Gene therapy may reduce need for blood transfusions

- Each year, about 5 million Americans undergo a blood transfusion. The procedure is used to replace blood lost in surgery and accidents, and to help people with certain illnesses. For Rahul Kapoor's life, blood transfusions are a monthly lifeline.

Every 4 weeks, the Stone Mountain 25-year old spends up to 6 hours in an armchair at Emory's Winship Cancer Institute, receiving red blood cells. He's been doing this since he was 4.

"Without it, I wouldn't be here today," Kapoor says.  "So, I'm very grateful for all the doctors, all the nurses who have been with me throughout this process."

Kapoor has a severe form of the inherited blood disorder beta-thalassemia. His body can't produce enough hemoglobin, the protein that allows red blood cells to supply oxygen to his body.

So, he struggles with anemia, and fatigue, especially as he's nearly the next transfusion.

"Once I get home from work, I want to take a 30-minute nap," Kapoor says.  "It ends up being much longer, and I I know why."

The monthly transfusions keep Kapoor going, but Winship Cancer Institute hematologist Dr. Morgan McLemore says they come with risks.

"Individuals can get overloaded with iron, and can reach toxic levels of iron in their bodies rather quickly," Dr. McLemore says.  "So. they all have to be on medications to keep the iron levels low in their body."

But, an experimental gene therapy may put an end to the need for chronic transfusion in beta-thalassemia patients like Rahul Kapoor. Researchers are using a gene-carrying virus to fix the defective globin gene driving the disorder. In early-stage trials, 22 patients between the ages of 12 and 35 had their blood stem cells harvested and treated in a lab.

After undergoing 4 days of chemotherapy, the patients' gene-altered cells were reintroduced back into their body. Then, they were followed for anywhere between 15 to 42 months. Researchers say 15 of the 22 patients, most with a less severe form of the disorder, were able to stop receiving red blood cell transfusions for at least a year. The others were able to dramatically reduce the number of transfusions they needed a year.

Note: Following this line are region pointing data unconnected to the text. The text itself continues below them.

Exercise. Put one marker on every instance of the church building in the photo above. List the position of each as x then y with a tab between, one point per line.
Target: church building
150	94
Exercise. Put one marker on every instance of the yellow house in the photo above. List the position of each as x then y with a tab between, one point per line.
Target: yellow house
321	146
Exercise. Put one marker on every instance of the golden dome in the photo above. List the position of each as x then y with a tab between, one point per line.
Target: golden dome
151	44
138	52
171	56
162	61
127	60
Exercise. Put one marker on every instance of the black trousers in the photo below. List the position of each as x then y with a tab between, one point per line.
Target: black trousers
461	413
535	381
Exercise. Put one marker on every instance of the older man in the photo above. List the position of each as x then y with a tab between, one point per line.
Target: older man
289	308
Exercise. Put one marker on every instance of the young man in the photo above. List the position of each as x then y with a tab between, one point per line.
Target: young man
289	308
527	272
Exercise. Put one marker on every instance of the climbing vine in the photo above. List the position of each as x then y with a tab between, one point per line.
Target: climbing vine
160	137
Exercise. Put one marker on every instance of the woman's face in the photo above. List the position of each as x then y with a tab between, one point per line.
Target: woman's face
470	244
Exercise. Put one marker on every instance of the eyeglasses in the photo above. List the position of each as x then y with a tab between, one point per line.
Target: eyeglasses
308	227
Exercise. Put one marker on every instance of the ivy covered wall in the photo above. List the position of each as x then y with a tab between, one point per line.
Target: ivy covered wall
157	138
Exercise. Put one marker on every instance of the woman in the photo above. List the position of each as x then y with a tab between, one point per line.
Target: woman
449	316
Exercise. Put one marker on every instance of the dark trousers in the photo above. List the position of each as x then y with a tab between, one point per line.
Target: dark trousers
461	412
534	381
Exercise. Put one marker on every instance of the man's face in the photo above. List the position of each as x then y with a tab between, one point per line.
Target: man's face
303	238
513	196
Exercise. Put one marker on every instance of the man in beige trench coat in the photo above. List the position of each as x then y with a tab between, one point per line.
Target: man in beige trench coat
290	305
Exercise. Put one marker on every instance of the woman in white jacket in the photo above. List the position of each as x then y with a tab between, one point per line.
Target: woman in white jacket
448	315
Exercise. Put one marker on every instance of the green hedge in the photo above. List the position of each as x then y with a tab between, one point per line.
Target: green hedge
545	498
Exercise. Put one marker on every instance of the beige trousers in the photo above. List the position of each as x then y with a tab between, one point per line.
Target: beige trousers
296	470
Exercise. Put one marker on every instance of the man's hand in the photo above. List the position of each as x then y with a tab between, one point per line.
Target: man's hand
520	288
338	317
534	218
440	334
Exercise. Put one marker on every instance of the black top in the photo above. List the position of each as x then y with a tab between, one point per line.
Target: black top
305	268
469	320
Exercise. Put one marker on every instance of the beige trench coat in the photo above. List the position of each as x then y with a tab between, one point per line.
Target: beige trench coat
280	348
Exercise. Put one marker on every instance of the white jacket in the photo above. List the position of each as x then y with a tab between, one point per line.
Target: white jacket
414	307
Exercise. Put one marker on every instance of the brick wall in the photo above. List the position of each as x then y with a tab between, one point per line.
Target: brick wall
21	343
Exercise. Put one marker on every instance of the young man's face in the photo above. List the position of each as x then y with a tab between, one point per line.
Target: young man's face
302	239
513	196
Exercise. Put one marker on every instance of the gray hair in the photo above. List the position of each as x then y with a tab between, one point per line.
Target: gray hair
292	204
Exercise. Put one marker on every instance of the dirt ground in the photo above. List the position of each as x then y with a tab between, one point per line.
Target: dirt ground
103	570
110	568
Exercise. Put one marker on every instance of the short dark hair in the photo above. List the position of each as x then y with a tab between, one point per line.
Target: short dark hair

Dr. McLemore cautions the study, published in the April 2018 issue of the New England Journal of Medicine, was small, and there are still unanswered questions. Researchers don't know how long the effects of the treatment will last, whether the therapy will work in children under 12 and whether the findings can be replicated in a larger group of patients. Researchers are set to begin additional trials.

Rahul Kapoor is eager to see what will happen. He says he'd jump at the chance to help pioneer a treatment that might help him put the monthly transfusions behind him.

"I'd be very grateful," he says.  "I wouldn't have to worry about taking so much time off. I wouldn't have to worry about the risks of month transfusions."